Hacker News new | ask | show | jobs
by painted-now 1063 days ago
Can anyone recommend some paper or overview on how "sampling" / "decoding" is done in the e2e neural network age? I know how decoding was done for machine translation and speech recognition back in the HMM times (i.e. https://en.wikipedia.org/wiki/Viterbi_algorithm and https://en.wikipedia.org/wiki/Beam_search). These days I get the impression people just do "greedy" - but I don't really know. Any recommendations for info on that topic?

Edit: Forgot Viterbi

2 comments

Its greedy and random :) Instead of a paper, I would recommend the algorithms of most LMM implementations (rwkv.cpp has a relatively clean implementation in python https://github.com/saharNooby/rwkv.cpp/blob/master/rwkv/samp...)
I guess I need to sit down and study this stuff in more detail, but do I understand correctly that the code you shared makes the decisions for each position independently? I am just astonished that this produces any coherent output.
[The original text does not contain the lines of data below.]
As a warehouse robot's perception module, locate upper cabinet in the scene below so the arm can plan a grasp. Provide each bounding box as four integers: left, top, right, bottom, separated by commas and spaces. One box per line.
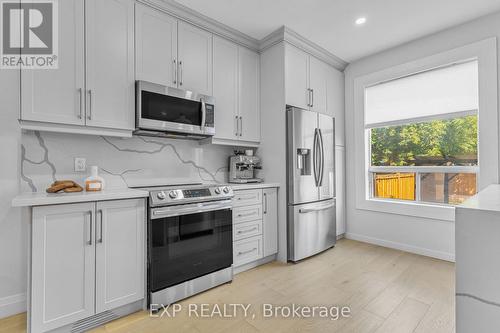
210, 37, 260, 146
135, 3, 178, 88
85, 0, 135, 130
135, 4, 213, 95
20, 0, 135, 136
285, 44, 344, 146
177, 22, 213, 95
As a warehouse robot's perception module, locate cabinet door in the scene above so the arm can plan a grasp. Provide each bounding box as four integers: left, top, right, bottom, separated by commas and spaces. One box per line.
85, 0, 135, 130
263, 188, 278, 256
96, 199, 145, 312
335, 147, 345, 236
178, 21, 213, 95
135, 3, 178, 88
285, 44, 309, 110
31, 203, 95, 333
213, 36, 238, 140
327, 66, 345, 146
21, 0, 85, 125
309, 56, 329, 114
238, 47, 261, 142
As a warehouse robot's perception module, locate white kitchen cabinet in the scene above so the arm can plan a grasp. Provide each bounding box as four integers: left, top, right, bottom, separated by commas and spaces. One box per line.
31, 199, 145, 333
309, 56, 329, 114
20, 0, 135, 136
335, 146, 346, 236
86, 0, 135, 130
178, 21, 213, 95
238, 47, 261, 143
95, 199, 145, 312
210, 41, 261, 146
21, 0, 85, 126
232, 187, 278, 272
327, 66, 345, 146
263, 187, 278, 256
135, 3, 178, 88
285, 44, 310, 110
31, 202, 96, 333
213, 36, 239, 140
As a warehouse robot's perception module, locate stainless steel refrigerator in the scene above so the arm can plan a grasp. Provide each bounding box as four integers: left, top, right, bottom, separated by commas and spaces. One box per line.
287, 106, 336, 262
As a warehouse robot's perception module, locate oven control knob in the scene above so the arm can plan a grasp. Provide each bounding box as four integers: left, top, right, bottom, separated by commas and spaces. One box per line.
214, 187, 221, 194
223, 187, 230, 194
157, 191, 166, 200
168, 191, 178, 199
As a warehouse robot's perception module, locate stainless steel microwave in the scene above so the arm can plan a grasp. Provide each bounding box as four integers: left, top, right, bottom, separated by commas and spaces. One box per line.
136, 80, 215, 138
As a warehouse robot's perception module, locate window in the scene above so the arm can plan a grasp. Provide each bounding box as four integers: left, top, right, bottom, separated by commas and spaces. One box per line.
365, 60, 479, 206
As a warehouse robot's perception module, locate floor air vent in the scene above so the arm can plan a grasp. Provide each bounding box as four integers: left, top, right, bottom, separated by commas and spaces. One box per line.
71, 311, 118, 333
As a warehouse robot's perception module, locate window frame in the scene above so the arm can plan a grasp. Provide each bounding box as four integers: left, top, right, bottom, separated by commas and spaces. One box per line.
353, 38, 498, 222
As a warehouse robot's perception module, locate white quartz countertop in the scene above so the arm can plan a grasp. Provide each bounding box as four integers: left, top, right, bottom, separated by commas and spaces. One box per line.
12, 188, 149, 207
227, 183, 280, 191
459, 184, 500, 212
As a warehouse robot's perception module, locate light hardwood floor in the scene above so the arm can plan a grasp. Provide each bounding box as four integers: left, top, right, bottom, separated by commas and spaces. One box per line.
0, 239, 455, 333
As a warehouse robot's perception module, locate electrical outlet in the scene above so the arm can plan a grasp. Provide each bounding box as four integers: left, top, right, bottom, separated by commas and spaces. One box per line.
74, 157, 86, 172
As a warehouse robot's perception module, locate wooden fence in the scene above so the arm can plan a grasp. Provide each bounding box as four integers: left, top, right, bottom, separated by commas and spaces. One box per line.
374, 173, 415, 200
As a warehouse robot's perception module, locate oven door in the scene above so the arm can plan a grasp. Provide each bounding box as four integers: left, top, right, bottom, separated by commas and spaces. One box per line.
136, 80, 215, 136
149, 200, 232, 292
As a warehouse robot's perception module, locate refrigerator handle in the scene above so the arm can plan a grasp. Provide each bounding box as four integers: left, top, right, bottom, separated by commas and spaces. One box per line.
313, 128, 319, 186
318, 128, 325, 186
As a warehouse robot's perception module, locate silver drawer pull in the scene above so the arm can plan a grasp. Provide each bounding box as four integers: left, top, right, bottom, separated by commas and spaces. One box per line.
238, 247, 257, 256
237, 211, 257, 218
237, 227, 258, 234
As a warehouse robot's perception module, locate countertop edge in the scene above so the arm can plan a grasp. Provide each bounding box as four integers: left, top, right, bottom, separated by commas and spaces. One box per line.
12, 189, 149, 208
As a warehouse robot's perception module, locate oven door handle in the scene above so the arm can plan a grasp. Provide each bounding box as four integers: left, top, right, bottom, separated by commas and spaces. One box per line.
151, 200, 232, 219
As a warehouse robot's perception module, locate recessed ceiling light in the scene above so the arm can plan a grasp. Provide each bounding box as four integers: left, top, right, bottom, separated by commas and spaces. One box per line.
355, 17, 367, 25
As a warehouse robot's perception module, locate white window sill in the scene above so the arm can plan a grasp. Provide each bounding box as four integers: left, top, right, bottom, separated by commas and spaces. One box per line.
356, 198, 455, 222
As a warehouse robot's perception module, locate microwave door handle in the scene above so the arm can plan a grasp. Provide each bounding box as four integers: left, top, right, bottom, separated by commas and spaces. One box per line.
200, 98, 206, 131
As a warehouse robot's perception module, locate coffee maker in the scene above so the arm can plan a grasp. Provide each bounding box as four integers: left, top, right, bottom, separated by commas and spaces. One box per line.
228, 151, 263, 183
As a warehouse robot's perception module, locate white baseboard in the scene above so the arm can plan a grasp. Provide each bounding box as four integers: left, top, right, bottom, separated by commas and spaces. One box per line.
345, 232, 455, 262
0, 293, 26, 319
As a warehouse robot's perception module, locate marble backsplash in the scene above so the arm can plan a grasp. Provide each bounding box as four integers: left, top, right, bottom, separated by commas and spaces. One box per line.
20, 130, 238, 192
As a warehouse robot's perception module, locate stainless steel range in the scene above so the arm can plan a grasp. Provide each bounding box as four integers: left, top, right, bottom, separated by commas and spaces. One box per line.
141, 184, 234, 310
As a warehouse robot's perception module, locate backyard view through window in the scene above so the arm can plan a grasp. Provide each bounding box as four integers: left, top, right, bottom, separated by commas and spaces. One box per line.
370, 115, 478, 204
365, 60, 479, 206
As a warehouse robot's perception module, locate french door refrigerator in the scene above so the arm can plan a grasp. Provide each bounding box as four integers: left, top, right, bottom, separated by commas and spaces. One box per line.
287, 106, 336, 262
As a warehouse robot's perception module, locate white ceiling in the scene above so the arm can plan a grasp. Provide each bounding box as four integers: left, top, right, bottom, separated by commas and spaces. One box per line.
173, 0, 500, 62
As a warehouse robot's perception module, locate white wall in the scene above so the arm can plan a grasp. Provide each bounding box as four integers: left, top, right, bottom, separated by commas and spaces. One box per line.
345, 11, 500, 261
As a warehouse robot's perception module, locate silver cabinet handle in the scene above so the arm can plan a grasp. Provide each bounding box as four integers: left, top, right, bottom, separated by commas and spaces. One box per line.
87, 89, 93, 120
97, 209, 103, 244
299, 202, 335, 214
78, 88, 83, 119
179, 61, 183, 86
237, 227, 258, 234
311, 89, 314, 108
307, 88, 311, 107
235, 115, 239, 136
238, 248, 257, 256
200, 98, 206, 131
239, 116, 243, 137
237, 211, 257, 218
87, 210, 93, 245
173, 59, 177, 85
264, 193, 268, 214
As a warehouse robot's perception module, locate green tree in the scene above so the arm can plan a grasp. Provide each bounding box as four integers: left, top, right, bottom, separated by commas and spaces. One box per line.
370, 115, 477, 166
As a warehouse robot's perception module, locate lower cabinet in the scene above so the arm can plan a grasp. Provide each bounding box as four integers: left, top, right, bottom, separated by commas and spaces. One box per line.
31, 199, 145, 333
232, 188, 278, 269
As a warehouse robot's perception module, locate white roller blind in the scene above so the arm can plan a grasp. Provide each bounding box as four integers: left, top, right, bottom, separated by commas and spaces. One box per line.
365, 60, 478, 128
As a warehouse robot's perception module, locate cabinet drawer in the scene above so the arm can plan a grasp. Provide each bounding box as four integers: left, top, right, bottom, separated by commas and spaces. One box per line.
232, 189, 262, 207
233, 204, 262, 224
233, 220, 262, 241
233, 235, 263, 267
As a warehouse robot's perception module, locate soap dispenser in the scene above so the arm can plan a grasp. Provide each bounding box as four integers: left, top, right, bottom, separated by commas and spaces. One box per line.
85, 166, 105, 192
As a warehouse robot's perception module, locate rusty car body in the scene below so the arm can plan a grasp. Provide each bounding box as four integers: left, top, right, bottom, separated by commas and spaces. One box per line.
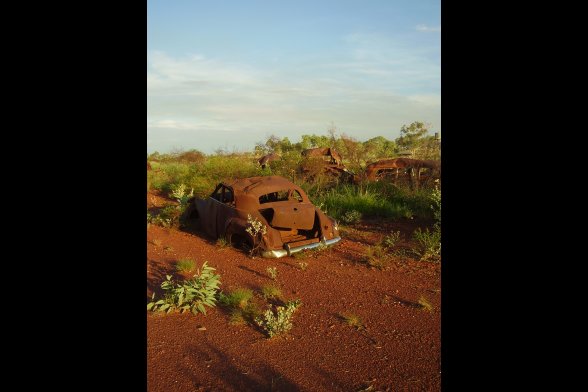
300, 147, 354, 182
180, 175, 341, 258
257, 153, 281, 169
301, 147, 343, 165
363, 158, 440, 188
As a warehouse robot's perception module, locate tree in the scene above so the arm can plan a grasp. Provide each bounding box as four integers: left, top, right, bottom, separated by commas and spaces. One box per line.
396, 122, 429, 150
395, 122, 440, 160
363, 136, 396, 162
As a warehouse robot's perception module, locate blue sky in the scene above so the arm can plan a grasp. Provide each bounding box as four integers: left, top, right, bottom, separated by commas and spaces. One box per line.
148, 0, 440, 154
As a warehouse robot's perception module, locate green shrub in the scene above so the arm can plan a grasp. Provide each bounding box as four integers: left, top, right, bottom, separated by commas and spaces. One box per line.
246, 215, 268, 257
364, 245, 391, 269
147, 261, 221, 315
255, 299, 302, 338
413, 227, 441, 261
261, 284, 282, 300
382, 230, 402, 248
170, 183, 194, 207
148, 204, 180, 228
341, 210, 362, 224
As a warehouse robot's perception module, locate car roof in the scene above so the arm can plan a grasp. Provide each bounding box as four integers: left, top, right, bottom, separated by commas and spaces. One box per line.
224, 176, 303, 197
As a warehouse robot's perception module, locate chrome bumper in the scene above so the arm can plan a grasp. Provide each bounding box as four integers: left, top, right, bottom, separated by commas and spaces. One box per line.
261, 236, 342, 258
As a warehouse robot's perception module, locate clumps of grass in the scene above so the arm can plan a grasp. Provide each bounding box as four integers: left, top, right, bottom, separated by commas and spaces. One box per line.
261, 284, 282, 300
255, 299, 302, 338
147, 261, 221, 315
216, 236, 230, 248
413, 227, 441, 261
381, 230, 402, 248
266, 267, 278, 280
341, 209, 362, 224
291, 251, 308, 260
298, 262, 308, 271
339, 313, 364, 330
175, 258, 196, 273
364, 245, 392, 270
163, 245, 174, 252
218, 288, 261, 325
219, 288, 254, 309
418, 295, 433, 311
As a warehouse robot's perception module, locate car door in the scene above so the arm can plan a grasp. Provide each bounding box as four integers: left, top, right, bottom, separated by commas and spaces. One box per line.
196, 184, 223, 238
215, 185, 238, 238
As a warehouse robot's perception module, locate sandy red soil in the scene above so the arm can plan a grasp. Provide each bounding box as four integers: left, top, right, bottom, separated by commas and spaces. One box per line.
147, 191, 441, 391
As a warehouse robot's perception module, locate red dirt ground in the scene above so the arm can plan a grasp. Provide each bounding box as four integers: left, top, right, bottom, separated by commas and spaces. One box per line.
147, 191, 441, 392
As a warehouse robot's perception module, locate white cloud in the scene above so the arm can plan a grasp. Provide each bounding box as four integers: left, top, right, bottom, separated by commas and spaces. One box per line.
416, 24, 441, 32
147, 45, 440, 153
407, 94, 441, 106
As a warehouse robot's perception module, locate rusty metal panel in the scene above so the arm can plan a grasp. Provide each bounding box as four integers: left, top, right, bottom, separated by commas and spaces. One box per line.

Also it is not clear to me how the length of the output sequence is determined.
Once the stop token is likeliest
Just reading through the GPT4 documentation it doesn’t seem like there’s a ton of difference with what you’ve mentioned.

https://platform.openai.com/docs/api-reference/completions/c...

Of course we now know that GPT4 is a Mixture of Experts, so under the hood they’re parallelizing computation. They also include a way to modify the logits with presence/frequency penalty terms.